Planteamiento del Problema

Las universidades y las prisiones se encuentran entre las instituciones más poderosas del mundo actual; sin embargo, las limitaciones en su capacidad para construir sociedades justas y humanas son cada día más evidentes. Los actores que forman parte de ambos sistemas (educativo y penitenciario/de justicia) se sienten, frecuentemente, alienados, objetivados y pesimistas en cuanto a la posibilidad de lograr cambios sociales.

La educación superior, desde hace ya varias décadas, se ha enfocado en el logro individual y ha enfatizado el desarrollo profesional, cuando, en realidad, su meta principal es la de ofrecer al estudiante las herramientas necesarias que le permitan obtener un empleo seguro al graduarse. Cuando la educación se centra sólo en los logros individuales y profesionales, los estudiantes pueden encontrarse sin las habilidades necesarias para enfrentarse al mundo, establecer relaciones igualitarias y convertirse en participantes activos dentro de una sociedad democrática. Además, los estudiantes egresados de la universidad no están, a menudo, preparados para pensar y analizar críticamente los sistemas sociales en los que se encuentran inmersos.

Por otro lado, son muchas las partes del mundo en donde la población carcelaria crece a un ritmo acelerado, rebasando incluso el ritmo de crecimiento de la población general. Existen 2.2 millones de personas – cifra preocupante – tras las rejas sólo en los Estados Unidos, la nación con la tasa de encarcelamiento más alta del mundo. Sin embargo, el costo de castigar y contener individuos no es meramente financiero; también es social, puesto que las sociedades se excluyen a sí mismas, tanto de los talentos (perdidos) de aquellas personas que pasan la mayor parte de sus vidas tras las rejas, como de las voces de quienes podrían contribuir socialmente. La inclusión de estas voces se hace aún más importante dado que las personas encarceladas provienen, desproporcionadamente, de sectores vulnerables y marginados.

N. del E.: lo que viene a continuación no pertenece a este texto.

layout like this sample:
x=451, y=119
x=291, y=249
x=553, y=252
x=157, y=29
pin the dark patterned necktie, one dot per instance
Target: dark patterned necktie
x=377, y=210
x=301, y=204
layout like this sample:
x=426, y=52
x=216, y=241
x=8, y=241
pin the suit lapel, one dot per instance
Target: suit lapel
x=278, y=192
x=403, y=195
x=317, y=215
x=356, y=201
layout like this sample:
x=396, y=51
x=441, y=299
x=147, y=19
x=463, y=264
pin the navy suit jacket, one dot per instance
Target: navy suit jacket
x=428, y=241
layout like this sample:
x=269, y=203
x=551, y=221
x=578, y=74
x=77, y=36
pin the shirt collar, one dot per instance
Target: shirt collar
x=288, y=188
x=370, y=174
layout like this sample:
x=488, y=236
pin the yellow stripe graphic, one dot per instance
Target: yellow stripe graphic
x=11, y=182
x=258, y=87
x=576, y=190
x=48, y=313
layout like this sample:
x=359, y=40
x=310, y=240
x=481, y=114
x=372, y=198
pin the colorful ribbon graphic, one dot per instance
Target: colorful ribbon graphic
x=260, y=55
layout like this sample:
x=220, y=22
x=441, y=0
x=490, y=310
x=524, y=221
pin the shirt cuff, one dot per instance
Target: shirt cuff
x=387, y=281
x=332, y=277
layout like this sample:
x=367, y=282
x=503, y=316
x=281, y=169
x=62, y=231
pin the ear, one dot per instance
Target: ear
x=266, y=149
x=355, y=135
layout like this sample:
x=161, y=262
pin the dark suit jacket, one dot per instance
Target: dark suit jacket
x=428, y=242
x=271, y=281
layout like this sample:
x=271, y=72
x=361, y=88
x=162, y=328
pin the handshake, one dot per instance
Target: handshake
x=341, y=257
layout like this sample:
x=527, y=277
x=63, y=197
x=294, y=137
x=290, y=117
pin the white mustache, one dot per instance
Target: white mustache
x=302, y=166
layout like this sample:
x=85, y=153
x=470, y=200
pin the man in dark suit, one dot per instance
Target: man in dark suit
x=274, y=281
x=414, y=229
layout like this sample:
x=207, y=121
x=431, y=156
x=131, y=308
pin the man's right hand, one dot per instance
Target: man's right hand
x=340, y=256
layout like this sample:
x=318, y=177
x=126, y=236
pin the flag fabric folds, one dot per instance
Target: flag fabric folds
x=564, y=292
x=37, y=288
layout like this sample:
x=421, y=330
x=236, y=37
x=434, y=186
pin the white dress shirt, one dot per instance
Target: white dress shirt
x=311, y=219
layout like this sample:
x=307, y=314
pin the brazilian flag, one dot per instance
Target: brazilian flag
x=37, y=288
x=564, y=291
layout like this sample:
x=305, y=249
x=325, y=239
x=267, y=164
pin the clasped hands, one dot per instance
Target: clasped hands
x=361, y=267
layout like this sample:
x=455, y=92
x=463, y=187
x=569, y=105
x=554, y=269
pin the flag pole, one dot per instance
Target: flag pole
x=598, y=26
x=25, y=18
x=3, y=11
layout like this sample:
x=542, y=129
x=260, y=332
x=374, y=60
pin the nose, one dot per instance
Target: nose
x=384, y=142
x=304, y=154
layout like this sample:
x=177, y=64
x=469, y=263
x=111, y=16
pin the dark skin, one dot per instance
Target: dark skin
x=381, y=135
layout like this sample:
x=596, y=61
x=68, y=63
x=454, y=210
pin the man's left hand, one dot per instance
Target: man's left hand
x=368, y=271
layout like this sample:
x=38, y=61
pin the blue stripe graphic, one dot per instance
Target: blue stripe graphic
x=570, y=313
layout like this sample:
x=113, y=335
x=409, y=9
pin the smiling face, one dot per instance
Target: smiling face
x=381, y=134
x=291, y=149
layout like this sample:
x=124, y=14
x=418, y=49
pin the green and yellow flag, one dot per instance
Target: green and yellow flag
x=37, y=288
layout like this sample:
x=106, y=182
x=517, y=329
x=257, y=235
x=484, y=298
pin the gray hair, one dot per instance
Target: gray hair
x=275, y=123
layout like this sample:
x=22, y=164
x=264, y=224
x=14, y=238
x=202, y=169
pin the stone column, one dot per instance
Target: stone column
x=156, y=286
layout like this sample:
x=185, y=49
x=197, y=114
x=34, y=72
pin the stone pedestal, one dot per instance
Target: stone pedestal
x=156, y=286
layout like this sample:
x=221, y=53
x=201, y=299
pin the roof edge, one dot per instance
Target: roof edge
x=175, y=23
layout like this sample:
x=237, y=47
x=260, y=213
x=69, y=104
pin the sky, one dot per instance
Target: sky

Estos problemas nos afectan a todos y las causas subyacentes son muchas, siendo de las principales los sistemas de exclusión económica y social. Todos somos responsables por el espiral de miedo, alienación, violencia, delincuencia, empobrecimiento y encarcelamiento del cual nuestro mundo parece no poder salir. Es imperativo que reconsideremos la forma en la que enfocamos estos problemas de manera que todas las voces sean incluidas en el proceso.

Inside-Out reconoce la exclusión social que los sistemas de educación superior y penitenciarios pueden producir y/o reproducir. Debido a esto, el programa facilita y fomenta el vínculo entre estas dos instituciones para crear espacios que promuevan el compromiso cívico y social. Inside-Out es un modelo de educación que permite que personas encarceladas y no encarceladas se encuentren entre sí y se reconozcan como seres humanos. Además, habilita un diálogo que atraviesa barreras sociales haciéndose transformador y permitiendo que los conflictos sean abordados desde nuevas y/o distintas formas. El énfasis en el aprendizaje colaborativo invita a las personas de ambos lados de las paredes de la prisión (adentro-afuera) a asumir un rol activo en el análisis crítico del crimen, la justicia y otros asuntos de interés social.


Alcatraz

“He visto que mi curso, que se enfoca en el estado de ciudadanía y sus efectos en la creación de desventajas sociales, ofrece los mismos o más desafíos académicos para los estudiantes (universitarios) que sus otras clases, porque tienen que mantenerse al nivel de seriedad intelectual y compromiso personal que demuestran los estudiantes encarcelados.”